Monday, February 07, 2011

An ever-expanding "smaller government"

Wall Street Journal:

Governors around the U.S. are proposing to balance their states' budgets with a long list of cuts and almost no new taxes, reflecting a goal by politicians from both parties to erase deficits chiefly by shrinking government.
...
"I do recognize some low-income Iowans can't afford to pay for preschool, but even they can pay something, maybe just $10 a month," says Mr. Branstad, who took office last month and who had previously served four terms as Iowa governor.

It suffices to say that politicians don't want to shrink the government. They want to shrink only that portion of government that helps low-income Americans afford preschool; in fact, they want to increase "taxes" -- i.e. actual living expenses -- for the poor by reducing the public obligations of the rich. But make no mistake that government is ever-expanding into areas that benefit the rich; this is why it never really gets smaller over time, even under conservative rule.

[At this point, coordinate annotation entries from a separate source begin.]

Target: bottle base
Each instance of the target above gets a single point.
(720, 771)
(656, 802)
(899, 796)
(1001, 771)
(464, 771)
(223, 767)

In the words of Rudolf Rocker, "The state is capable only of protecting old privileges and creating new ones; in that its whole significance is exhausted." Who is protected by the state? is the main question for participants at any given moment in the broader class war. The owning classes are protected by default, the general population is not; they have to win whatever rights they have, and fight to maintain them, through struggle.

8 comments:

Anonymous said...

Bueno.

Jim H. said...

http://wisdomofthewest.blogspot.com/2010/11/politics-part-isan-2.html


http://www.youtube.com/watch?v=Og99vvtvRlA

"Property rights are identical to personal liberty and social liberties. ... "Property rights is liberty." Ron Paul

no said...

Word.

JRB said...

If "property rights is liberty," it follows that in a free society, everyone would have an equal right to property.

what the Tee Vee taught said...

Politicians from both parties?!

BOTH Parties?!

You mean, of all the wildly important things they don't agree on (which are... what, again?)...

Jim H. said...

No, in the real world, it follows that the more property you have, the more rights you have.

In a free world, the more property you have, the more freedom you have. No?

Freedom and equality: they don't quite match up.

JRB said...

Freedom and equality: they don't quite match up.

Social freedom implies an approximation of equality in the same way that rulerships imply inequality -- more "freedom" for some than for others. Nobody holds up the monarch as an exemplar of "individual freedom," because his freedom is based in inequality.

In the same way, "property rights" under capitalism, a system of economic inequality, amounts to a "right to property" for one class vs. another.

On the other hand, an "equal right to property" would amount to either "small producers working for themselves" or "the control of the associated producers," to paraphrase Marx.

This is why whenever I am met by those so enamored by "property rights" I encourage them towards "an equal right to property." If property rights are indeed a basis for liberty, then surely everyone deserves an equal claim to property if they are to be free. That means either owning that portion which affects them directly, or administering their part of a larger combination in concert with others.

You make many of the same points in your post, of course.

Richard said...

The state which protects those all-important property rights necessarily also enforces and maintains, if not creates, the state of propertylessness in producers on which the rights depend.